Unfortunately, despite being so close to Trenton, New Jersey, Rider seems to be uneducated in the facts of this debate. Our campus is just four miles from Taylor Street in Trenton, named after Taylor ham inventor John Taylor, yet Muller’s Pub only sells “pork roll” sandwiches. Saxby’s does not sell the meat at all, which is blasphemous but understandable when you recognize it is a Pennsylvania chain and Pennsylvanians are simply ignorant to the topic at hand.
In an effort to be as scientific as possible, I conducted a poll on Fizz, a universitywide social media app where students post anonymously to others on campus.. I provided two options, pork roll and Taylor ham. To my dismay, 89% of respondents selected pork roll and only 11% selected Taylor ham. This disparity is shameful. I voted in my own poll and am proud to represent the 11%.

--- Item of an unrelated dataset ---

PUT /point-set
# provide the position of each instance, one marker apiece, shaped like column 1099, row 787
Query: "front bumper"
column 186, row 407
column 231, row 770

One cannot even look towards our leaders for guidance in these difficult situations, as Governor Phil Murphy has not chosen a side and instead claims a third name, Taylor Swift ham. This is obviously ridiculous and untrue, and this name should be wholly ignored.
In order to resolve this issue, we must look to the historical facts. In 1856, John Taylor invented a new type of processed meat and sold it under the name of “Taylor’s Prepared Ham.” This form of Taylor ham thrived for fifty years, until the government intervened in 1906. In this year, the government passed the Pure Food and Drug Act, set to improve the quality and safety of food in the United States.
In this important legislation, our own Taylor ham was caught in the crossfire.
According to the new law, Taylor ham no longer met the legal requirements to be considered ham. This statement is not a joke. The name of pork roll was only ever adopted by John Taylor and his company because their product legally was not ham.
After this tragic alteration, much of South and Central New Jersey also began to call the processed meat pork roll. For whatever reason, presumably because they are smarter than us, North Jersey continued to call the product Taylor ham and still does today.
John Taylor died three years later in 1909. His official cause of death is lost to time, but one can only assume the heartbreak of seeing his creation’s name taken away to have played a part.
In his final years, John Taylor’s questionable processed meat product had its name ripped away on a legal technicality, and people still call the product pork roll to this day. I consider it disrespectful to Taylor’s legacy to refer to the product under this false name, as it represents a moment where government interference got in the way of something pure.
Did John Taylor die for us New Jerseyans? Probably not. But he certainly didn’t die for people to yell at me when I talk about eating Taylor ham, egg and cheese sandwiches in class. John Taylor rolls in his grave every time someone goes to Muller’s Pub and orders a “pork roll” egg and cheese. His ghost shed one tear for every person who chose “pork roll” in my Fizz poll.
I hereby call to action that Rider do better in honoring the legacy of the great John Taylor. The past is the past, but we have the opportunity to better ourselves in the future. We must forge the right path in life, and begin calling it Taylor ham. All of us, not just the ones who already know better. It’s the right thing to do to honor what John Taylor gave us.